Innate Motivation for Robot Swarms by Minimizing Surprise: From Simple Simulations to Real-World Experiments
Tanja Katharina Kaiser, Heiko Hamann
TL;DR
This paper introduces a task-agnostic intrinsic motivation framework for evolving swarm robotics controllers by minimizing surprise, operationalized as maximizing prediction accuracy of each agent’s sensor data via actor–predictor neural networks evolved with a simple GA. The approach is validated across a progression of environments from simple simulations to realistic simulations and real-robot experiments, demonstrating robust, scalable, and self-organizing emergent behaviors such as self-assembly and basic manipulation. Key findings include strong prediction accuracy leading to coherent emergent patterns, robustness to sensor noise and damage, and partial scalability across swarm densities, with comparative insights against novelty search. The work shows that intrinsic motivation can guide open-ended swarm behavior discovery and offers practical pathways for real-world deployment and future integration with quality-diversity methods like MAP-Elites to balance diversity and high quality.
Abstract
Applications of large-scale mobile multi-robot systems can be beneficial over monolithic robots because of higher potential for robustness and scalability.
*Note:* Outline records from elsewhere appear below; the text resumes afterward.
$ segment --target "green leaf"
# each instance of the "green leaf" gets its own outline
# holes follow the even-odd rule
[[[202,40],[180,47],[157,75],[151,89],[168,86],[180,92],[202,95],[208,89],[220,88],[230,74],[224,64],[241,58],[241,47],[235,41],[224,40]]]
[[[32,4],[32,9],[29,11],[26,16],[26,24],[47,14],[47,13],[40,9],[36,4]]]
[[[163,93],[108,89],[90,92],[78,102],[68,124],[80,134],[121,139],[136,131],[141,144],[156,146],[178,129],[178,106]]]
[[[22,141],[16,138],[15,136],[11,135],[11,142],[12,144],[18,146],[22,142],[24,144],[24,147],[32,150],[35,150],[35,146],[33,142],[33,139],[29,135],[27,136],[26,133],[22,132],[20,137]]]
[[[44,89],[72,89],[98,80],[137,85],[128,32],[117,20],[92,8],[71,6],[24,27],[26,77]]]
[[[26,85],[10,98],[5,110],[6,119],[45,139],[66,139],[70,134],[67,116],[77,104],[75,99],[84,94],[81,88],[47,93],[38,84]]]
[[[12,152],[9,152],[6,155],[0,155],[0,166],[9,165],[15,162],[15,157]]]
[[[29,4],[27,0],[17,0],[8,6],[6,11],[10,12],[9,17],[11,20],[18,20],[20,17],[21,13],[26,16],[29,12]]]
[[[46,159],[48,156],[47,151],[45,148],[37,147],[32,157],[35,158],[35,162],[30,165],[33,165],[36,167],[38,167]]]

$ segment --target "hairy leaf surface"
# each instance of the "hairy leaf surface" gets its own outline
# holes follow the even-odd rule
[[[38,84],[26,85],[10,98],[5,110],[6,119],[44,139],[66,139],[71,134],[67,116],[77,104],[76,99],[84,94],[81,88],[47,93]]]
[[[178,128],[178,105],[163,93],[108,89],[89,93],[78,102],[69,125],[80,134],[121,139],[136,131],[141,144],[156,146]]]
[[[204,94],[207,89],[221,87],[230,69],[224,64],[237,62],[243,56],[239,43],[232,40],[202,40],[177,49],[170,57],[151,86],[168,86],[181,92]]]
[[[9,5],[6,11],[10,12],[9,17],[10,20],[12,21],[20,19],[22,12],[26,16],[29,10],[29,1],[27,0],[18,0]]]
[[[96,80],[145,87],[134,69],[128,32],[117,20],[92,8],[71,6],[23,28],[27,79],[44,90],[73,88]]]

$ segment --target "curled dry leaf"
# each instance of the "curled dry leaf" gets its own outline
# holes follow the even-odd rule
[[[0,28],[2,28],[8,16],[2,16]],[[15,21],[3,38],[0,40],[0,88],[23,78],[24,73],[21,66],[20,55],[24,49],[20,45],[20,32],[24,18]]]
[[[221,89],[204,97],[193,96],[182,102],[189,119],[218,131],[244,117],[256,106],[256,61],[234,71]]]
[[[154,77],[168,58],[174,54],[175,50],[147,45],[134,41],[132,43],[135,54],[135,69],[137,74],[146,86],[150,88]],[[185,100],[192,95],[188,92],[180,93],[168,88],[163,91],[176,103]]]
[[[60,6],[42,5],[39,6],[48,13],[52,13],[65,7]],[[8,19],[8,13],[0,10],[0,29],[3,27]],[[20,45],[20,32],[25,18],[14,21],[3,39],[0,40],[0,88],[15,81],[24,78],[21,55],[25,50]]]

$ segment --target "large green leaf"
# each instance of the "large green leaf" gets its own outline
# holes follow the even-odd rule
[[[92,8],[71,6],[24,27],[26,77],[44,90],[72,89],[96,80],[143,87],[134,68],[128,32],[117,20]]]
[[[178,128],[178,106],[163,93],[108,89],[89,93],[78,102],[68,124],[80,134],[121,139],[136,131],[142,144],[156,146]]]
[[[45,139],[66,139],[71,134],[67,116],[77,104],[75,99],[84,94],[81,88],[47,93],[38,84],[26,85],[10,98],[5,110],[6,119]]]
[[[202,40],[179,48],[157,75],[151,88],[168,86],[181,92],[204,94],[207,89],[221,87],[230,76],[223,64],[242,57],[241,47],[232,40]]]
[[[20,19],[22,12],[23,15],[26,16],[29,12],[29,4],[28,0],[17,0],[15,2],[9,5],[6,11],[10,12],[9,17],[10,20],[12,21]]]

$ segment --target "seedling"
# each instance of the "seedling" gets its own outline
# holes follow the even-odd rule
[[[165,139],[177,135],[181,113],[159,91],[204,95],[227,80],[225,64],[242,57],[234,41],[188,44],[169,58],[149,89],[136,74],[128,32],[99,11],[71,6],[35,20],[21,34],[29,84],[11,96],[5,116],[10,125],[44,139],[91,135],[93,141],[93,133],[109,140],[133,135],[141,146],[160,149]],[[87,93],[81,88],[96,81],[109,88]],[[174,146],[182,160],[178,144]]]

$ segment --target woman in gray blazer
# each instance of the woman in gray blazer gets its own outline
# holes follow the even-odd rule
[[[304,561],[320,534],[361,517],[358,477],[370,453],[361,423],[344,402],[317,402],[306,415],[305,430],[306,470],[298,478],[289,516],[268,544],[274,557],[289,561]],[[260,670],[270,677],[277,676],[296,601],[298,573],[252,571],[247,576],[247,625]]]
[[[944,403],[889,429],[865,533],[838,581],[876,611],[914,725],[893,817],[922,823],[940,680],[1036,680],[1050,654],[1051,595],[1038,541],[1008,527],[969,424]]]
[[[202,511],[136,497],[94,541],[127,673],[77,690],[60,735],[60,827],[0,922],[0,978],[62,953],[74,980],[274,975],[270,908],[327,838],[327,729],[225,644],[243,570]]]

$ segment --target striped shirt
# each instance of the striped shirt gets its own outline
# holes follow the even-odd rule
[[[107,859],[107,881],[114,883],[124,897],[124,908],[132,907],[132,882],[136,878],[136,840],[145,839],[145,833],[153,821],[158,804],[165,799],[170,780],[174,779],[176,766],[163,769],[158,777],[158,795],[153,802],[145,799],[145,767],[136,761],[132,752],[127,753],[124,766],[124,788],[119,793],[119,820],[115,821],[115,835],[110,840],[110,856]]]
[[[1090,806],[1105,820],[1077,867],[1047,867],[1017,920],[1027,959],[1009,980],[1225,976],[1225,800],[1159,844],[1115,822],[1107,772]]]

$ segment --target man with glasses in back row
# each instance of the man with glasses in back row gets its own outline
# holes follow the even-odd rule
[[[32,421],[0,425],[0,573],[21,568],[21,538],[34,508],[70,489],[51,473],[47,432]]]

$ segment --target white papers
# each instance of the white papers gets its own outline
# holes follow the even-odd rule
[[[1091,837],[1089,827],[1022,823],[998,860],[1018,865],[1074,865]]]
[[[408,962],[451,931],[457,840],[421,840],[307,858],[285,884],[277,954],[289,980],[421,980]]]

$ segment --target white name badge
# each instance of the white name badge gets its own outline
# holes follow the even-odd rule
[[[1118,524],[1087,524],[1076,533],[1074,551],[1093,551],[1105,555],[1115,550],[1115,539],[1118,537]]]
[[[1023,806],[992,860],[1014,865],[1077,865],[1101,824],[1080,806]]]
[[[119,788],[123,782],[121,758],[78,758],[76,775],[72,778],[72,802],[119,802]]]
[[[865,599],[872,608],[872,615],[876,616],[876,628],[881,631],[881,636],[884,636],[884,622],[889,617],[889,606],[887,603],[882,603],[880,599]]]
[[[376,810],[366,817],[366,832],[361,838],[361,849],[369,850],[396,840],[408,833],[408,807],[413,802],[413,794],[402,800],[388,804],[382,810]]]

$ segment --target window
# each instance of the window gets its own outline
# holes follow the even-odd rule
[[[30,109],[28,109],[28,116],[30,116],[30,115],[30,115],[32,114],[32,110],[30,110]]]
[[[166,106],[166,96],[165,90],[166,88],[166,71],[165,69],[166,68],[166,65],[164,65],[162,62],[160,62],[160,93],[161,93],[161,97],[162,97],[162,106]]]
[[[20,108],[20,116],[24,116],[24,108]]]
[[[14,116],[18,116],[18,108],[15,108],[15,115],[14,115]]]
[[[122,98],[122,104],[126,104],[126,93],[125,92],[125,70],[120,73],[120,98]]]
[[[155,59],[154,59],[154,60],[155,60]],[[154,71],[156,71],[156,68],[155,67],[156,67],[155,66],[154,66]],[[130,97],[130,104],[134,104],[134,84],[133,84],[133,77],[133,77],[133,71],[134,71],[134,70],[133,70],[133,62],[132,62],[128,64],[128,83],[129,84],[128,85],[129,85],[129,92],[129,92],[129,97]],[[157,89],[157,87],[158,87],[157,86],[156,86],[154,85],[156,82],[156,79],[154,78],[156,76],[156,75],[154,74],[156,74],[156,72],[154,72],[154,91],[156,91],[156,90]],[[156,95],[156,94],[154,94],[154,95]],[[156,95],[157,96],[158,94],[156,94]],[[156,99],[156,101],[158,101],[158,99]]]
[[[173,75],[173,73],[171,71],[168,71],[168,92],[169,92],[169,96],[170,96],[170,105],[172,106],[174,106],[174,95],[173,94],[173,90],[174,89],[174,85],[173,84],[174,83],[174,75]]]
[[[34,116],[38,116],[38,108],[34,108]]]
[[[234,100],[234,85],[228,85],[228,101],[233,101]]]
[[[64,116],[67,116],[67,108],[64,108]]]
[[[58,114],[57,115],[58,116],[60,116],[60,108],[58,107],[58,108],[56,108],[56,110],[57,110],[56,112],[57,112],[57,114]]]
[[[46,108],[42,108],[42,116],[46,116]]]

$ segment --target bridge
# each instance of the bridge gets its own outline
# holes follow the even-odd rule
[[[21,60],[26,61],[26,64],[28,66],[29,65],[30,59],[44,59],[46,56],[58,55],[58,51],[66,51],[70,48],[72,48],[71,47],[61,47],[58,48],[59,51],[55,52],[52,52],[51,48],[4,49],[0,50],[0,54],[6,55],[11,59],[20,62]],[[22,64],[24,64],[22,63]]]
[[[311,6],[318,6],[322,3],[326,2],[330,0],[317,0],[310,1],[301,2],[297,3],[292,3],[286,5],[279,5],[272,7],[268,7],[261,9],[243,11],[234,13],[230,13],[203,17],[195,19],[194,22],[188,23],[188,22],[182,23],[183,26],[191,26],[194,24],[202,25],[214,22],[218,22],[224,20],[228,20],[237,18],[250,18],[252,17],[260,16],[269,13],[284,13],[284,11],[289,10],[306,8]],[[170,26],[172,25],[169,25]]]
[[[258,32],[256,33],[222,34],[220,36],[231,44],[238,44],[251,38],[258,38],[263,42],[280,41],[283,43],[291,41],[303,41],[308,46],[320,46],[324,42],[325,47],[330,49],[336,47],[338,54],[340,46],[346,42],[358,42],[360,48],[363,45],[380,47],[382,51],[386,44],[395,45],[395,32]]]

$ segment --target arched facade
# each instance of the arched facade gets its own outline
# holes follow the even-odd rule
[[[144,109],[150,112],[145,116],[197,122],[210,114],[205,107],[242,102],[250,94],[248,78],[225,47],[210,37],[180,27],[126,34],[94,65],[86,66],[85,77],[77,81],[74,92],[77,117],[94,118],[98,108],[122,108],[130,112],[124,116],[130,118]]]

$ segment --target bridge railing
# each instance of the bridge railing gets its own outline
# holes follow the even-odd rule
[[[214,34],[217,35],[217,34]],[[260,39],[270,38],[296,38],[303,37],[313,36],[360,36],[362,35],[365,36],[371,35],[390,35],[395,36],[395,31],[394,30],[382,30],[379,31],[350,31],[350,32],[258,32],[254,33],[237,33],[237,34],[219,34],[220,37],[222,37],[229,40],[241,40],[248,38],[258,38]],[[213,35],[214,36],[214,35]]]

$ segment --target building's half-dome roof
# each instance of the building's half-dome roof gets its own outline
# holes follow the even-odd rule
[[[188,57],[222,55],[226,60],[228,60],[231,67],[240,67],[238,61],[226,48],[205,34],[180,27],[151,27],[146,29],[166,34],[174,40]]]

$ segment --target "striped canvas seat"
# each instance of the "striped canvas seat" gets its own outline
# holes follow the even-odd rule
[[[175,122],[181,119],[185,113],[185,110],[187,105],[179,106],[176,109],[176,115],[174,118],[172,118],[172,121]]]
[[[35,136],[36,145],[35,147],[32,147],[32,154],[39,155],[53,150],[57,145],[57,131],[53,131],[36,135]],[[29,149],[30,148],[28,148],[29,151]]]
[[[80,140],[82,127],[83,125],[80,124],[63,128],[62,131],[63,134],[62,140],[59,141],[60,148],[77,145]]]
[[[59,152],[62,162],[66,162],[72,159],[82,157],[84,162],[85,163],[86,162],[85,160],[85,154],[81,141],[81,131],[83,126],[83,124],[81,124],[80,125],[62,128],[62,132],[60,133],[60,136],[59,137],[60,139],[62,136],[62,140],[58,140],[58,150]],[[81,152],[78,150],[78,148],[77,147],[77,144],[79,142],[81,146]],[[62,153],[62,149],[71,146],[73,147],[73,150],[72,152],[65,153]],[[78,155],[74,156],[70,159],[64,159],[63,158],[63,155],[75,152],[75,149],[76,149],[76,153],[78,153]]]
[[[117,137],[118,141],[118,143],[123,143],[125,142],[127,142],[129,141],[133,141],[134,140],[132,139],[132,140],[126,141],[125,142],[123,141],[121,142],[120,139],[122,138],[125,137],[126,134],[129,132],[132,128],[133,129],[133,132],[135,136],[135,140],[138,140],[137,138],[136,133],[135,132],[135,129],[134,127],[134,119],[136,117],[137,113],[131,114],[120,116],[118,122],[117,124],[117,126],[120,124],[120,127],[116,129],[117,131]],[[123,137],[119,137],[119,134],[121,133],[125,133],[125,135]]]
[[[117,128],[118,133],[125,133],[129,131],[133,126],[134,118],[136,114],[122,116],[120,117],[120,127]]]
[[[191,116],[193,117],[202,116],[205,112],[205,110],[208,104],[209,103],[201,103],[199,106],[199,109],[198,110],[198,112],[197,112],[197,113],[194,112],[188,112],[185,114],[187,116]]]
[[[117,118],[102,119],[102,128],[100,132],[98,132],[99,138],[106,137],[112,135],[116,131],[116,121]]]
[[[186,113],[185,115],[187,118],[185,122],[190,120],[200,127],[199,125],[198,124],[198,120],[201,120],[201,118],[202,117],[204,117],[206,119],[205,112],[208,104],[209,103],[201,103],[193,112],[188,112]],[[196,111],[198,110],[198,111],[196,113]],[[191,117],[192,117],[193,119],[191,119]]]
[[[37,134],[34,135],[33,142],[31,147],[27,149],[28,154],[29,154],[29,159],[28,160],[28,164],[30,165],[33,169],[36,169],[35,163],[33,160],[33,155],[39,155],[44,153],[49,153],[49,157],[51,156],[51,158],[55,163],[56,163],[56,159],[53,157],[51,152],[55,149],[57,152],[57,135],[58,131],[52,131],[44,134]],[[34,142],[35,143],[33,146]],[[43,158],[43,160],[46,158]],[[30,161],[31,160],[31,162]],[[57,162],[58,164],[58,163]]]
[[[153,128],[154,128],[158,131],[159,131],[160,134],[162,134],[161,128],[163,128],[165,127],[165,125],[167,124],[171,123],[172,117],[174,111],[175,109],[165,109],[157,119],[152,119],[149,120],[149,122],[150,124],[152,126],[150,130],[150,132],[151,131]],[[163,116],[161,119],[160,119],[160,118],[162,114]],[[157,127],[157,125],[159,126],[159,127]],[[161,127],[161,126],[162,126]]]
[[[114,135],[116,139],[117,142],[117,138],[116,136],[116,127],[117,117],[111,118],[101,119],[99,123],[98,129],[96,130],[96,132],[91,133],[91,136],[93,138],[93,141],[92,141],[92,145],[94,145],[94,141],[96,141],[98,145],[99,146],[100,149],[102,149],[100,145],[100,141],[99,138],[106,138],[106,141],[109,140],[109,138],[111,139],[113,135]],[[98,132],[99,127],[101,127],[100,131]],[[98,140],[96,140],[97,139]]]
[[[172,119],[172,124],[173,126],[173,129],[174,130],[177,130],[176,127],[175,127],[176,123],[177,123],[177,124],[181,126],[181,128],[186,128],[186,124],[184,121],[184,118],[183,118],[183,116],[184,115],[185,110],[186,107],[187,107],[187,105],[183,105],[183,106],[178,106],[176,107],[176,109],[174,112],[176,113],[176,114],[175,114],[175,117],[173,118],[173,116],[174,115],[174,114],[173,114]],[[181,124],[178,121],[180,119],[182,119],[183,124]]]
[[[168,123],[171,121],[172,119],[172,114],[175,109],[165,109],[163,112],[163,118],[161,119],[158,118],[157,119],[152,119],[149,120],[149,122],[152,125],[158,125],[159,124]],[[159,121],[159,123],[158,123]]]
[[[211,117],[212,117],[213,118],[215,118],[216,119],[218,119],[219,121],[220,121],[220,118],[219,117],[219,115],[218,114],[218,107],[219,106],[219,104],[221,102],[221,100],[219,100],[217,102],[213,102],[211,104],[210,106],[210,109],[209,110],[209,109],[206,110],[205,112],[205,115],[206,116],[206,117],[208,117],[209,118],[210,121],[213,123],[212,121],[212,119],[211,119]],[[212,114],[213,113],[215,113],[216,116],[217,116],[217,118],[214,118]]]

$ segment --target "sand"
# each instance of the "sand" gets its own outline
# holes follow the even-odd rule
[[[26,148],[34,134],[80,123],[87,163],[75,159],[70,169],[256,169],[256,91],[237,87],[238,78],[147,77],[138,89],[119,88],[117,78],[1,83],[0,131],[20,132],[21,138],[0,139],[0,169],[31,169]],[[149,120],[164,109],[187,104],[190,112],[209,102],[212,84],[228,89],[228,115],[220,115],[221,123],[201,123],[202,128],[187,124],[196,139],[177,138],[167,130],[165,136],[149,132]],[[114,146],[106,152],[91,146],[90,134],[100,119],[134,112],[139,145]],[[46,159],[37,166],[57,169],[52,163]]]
Developing controllers for multi-robot systems is challenging because the multitude of interactions is hard to anticipate and difficult to model. Automatic design using machine learning or evolutionary robotics seem to be options to avoid that challenge, but bring the challenge of designing reward or fitness functions. Generic reward and fitness functions seem unlikely to exist and task-specific rewards often have undesired side effects. Approaches of so-called innate motivation try to avoid the specific formulation of rewards and work instead with different drivers, such as curiosity. Our approach to innate motivation is to minimize surprise, which we implement by maximizing the accuracy of the swarm robot's sensor predictions using neuroevolution. A unique advantage of the swarm robot case is that swarm members populate the robot's environment and can trigger more active behaviors in a self-referential loop. We summarize our previous simulation-based results concerning behavioral diversity, robustness, scalability, and engineered self-organization, and put them into context. In several new studies, we analyze the influence of the optimizer's hyperparameters, the scalability of evolved behaviors, and the impact of realistic robot simulations. Finally, we present results using real robots that show how the reality gap can be bridged.